Oh Gods, where do I start with this horrible mind numbing POS? Perhaps the
beginning of my little discovery of this film would be in order. A few weeks
back, I was cruising the movie pit at Wally-World with my sister, when I
found a DVD with a picture of an eye on it. Of course the title had to be My
Little Eye. The fact the cover looked creepy and boasted of "The greatest
fright flick since The Exorcist", pretty much screamed to me this was going
to be a stink-burger in the making. Perhaps it's the girl in me, but I've
found that when things are boasting how wonderful, great and amazing they
are, they really aren't. That's always been true with the men I've met in my
life and thus seems to translate into film easily. So, being that I am a
glutton for punishment, I purchased it and thus watched it. I hate being
right.
The premise of the movie is that 5 people are chosen for a reality web show to
stay in a house out in the middle of nowhere for 6 months. If they all can
stay in the house and follow the rules of the game, they will each split a
million dollars. If one leaves for whatever reason, they all lose. So, we
come into the movie towards the end of the 6 months and watch these people
as if we were getting the web show. They stop getting packages with food in
them and they start getting strange and frightening messages, left to
wonder if they are really on a web show or if they are part of a sadistic sick site. (Try saying that 5 times fast.)

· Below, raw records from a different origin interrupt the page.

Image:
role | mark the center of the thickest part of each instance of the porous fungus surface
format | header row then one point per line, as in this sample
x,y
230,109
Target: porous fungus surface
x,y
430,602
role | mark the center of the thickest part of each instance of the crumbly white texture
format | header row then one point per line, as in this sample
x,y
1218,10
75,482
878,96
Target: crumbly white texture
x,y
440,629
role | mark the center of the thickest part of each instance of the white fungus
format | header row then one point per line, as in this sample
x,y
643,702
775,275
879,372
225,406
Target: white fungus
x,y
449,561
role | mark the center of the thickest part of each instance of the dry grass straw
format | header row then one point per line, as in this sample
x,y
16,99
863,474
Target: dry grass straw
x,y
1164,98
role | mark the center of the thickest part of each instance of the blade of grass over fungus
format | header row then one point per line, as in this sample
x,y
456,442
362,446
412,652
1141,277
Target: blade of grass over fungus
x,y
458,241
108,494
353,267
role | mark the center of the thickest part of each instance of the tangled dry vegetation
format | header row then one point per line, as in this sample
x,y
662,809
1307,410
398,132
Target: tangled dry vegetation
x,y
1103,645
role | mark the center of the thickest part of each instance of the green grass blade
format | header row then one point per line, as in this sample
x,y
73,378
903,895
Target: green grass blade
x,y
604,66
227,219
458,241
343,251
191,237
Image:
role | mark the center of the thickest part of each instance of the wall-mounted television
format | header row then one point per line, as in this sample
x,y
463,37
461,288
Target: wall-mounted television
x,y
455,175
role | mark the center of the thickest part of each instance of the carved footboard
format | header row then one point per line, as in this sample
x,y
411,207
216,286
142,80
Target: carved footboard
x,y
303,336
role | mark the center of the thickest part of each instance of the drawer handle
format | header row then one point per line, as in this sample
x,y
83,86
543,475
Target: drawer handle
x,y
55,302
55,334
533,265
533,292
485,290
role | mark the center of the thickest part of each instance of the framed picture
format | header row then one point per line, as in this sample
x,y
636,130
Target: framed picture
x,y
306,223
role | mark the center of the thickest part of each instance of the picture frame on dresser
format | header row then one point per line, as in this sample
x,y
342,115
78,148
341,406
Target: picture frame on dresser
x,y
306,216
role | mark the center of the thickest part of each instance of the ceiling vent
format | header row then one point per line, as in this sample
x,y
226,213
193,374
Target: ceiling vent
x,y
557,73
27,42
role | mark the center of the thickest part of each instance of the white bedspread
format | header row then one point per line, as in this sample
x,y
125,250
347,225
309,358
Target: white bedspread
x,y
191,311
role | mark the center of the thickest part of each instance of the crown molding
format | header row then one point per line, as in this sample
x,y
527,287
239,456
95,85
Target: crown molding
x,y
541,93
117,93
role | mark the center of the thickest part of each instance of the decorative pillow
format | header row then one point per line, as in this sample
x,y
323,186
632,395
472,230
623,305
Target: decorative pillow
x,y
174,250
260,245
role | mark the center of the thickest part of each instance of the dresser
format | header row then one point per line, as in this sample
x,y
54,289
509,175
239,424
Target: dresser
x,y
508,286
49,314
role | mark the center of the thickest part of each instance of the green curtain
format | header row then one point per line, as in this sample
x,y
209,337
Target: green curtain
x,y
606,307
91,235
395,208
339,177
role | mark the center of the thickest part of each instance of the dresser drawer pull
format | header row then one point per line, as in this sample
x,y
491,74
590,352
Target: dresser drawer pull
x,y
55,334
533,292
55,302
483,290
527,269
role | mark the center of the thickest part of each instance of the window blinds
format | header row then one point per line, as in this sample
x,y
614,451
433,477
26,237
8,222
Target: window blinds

I have to say this, I hate reality TV. I was never a fan of “The Real World”,
“Survivor”, or “Road Rules”. That's what this feels like. You’re watching the “Real
World” with some murder and mayhem and thus, was the longest 90 minutes of my
life. This felt longer and more painful than the 23 hours of child labor I had
endured, and that should tell you something. You don't get drawn into the
movie or who these people really are, so you don't feel bad when they all
start dying. It wasn't scary or even interesting. Hell, 30 minutes into the
movie I was hoping that something, ANYTHING would happen! That they would trip
and fall, that someone would actually start killing people when they left
the house. By the time the first hour had past, I was starting to nod off.
Yes, it was really that boring. It was like the movie that never ended, it just
went on and on and on. In fact I have seen infomercials more entertaining
than this movie… and were even scarier than this movie!
The sound sucked. The picture was fuzzy at times, which i suppose was meant
to be the whole "web effect". The reoccurring line seemed to be "This
fucking house", like it was the house’s fault that they were there. The whole
thing just looked, sounded, and felt retarded. If this movie was a retarded
kid, it would be the kid that all the other retarded kids made fun of. I
can't think of one positive thing I can say about this movie. Nothing… at
all. It’s just that bad… but you don't have to take my word for it.
H.O.P.E.L.E.S.S. Rating: 
- If you had some real comedians for friends, I'm sure they could rip this to
shreds. It might actually make this movie into something enjoyable. MIGHT.